The Bank relies on a line of cases published in 2014 and 2015. In Metzler, the bankruptcy court addressed what it referred to as the "relatively novel question" of how a debtor is to surrender real property in bankruptcy. The court determined that by actively opposing the state court foreclosure actions, a Chapter 7 debtor and a Chapter 13 debtor had failed to "surrender" their property. In Plummer, the bankruptcy court found that a Chapter 7 debtor who intended to surrender his property to the secured lender was not required to execute a deed in favor of the lender. And in Failla, the bankruptcy court held that the "[d]ebtors' active defense of the foreclosure action in the State Court does not comport with the definition of 'surrender' for purposes of the Bankruptcy Code."

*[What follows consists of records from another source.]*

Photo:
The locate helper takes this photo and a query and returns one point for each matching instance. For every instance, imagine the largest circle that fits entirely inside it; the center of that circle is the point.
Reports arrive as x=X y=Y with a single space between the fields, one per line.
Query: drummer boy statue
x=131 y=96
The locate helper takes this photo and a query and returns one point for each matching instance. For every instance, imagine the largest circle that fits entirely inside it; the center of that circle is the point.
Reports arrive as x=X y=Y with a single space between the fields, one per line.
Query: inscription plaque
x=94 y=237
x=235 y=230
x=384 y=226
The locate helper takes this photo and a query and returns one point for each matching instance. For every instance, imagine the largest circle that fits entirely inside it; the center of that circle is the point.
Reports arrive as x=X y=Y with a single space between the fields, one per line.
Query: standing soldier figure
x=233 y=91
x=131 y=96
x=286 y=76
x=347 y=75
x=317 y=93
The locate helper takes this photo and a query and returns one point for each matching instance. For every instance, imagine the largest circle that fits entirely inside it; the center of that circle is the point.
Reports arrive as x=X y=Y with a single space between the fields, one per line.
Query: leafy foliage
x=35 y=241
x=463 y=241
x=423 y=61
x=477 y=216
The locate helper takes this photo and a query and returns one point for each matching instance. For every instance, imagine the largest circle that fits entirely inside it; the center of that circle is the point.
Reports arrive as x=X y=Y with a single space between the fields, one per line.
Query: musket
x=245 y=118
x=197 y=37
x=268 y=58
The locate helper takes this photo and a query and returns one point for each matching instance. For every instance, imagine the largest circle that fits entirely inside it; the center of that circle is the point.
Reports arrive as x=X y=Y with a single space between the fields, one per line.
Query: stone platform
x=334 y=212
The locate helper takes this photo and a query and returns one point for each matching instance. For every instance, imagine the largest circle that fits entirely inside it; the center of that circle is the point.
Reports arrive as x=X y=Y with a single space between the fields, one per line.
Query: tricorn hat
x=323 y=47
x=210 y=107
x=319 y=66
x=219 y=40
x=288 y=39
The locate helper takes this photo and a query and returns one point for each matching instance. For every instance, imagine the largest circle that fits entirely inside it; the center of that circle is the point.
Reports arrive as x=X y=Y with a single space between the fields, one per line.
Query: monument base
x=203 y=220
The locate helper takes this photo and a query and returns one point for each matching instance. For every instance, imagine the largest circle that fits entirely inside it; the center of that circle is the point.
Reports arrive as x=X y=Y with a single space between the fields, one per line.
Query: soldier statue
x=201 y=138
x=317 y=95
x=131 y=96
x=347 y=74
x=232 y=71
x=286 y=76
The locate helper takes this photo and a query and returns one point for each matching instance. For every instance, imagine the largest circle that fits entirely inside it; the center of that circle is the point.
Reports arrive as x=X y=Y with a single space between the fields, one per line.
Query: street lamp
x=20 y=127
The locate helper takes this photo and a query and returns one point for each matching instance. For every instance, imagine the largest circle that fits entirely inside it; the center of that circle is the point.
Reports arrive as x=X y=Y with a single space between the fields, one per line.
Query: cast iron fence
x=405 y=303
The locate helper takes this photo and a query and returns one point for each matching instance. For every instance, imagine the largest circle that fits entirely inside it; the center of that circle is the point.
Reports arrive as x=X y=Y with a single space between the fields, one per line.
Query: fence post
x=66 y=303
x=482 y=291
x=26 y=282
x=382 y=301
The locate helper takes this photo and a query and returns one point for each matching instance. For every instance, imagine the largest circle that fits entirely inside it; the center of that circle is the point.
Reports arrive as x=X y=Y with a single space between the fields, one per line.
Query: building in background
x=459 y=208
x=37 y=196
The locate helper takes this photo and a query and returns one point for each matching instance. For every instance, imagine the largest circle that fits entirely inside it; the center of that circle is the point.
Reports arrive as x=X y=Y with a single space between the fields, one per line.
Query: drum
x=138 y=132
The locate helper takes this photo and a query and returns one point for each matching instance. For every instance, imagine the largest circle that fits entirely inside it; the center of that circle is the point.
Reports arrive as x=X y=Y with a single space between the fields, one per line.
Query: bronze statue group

In re Metzler, 530 B.R. 894 (Bankr. M.D. Fla. 2015), In re Plummer, 513 B.R. 135 (Bankr. M.D. Fla. 2014), and In re Failla, 529 B.R. 786 (S.D. Fla. 2014). (Note: although the Westlaw citation to Failla indicates that it is a decision of the district court, it was rendered by the Chief Judge of the Bankruptcy Court for the Southern District of Florida, not by the district court.).
Metzler, 530 B.R. at 896.
Plummer, 513 B.R. at 144.
Failla, 529 B.R. at 793.
But the courts in Metzler, Plummer, and Failla did not address the legal effect of the specific language included in the Debtors' Plan: "[n]othing herein is intended . . . to abrogate Debtor's state law contract rights." Debtors' defense of the state court foreclosure action—a foreclosure case that the Bank did not initiate until nearly six years after Debtors filed their Plan—is consistent with their reservation of their state law contract rights. And, the rationale of Metzler, Plummer, and Failla—with which this Court concurs—should not be applied retroactively to a case filed in 2008.
Doc. No. 2, p. 3, § G. --------
Accordingly, it is
ORDERED that the Motion is DENIED.
DATED: September 1, 2015. /s/ Caryl E. Delano
Caryl E. Delano
United States Bankruptcy Judge
The Clerk's Office is directed to serve a copy of this Order on interested parties via CM/ECF.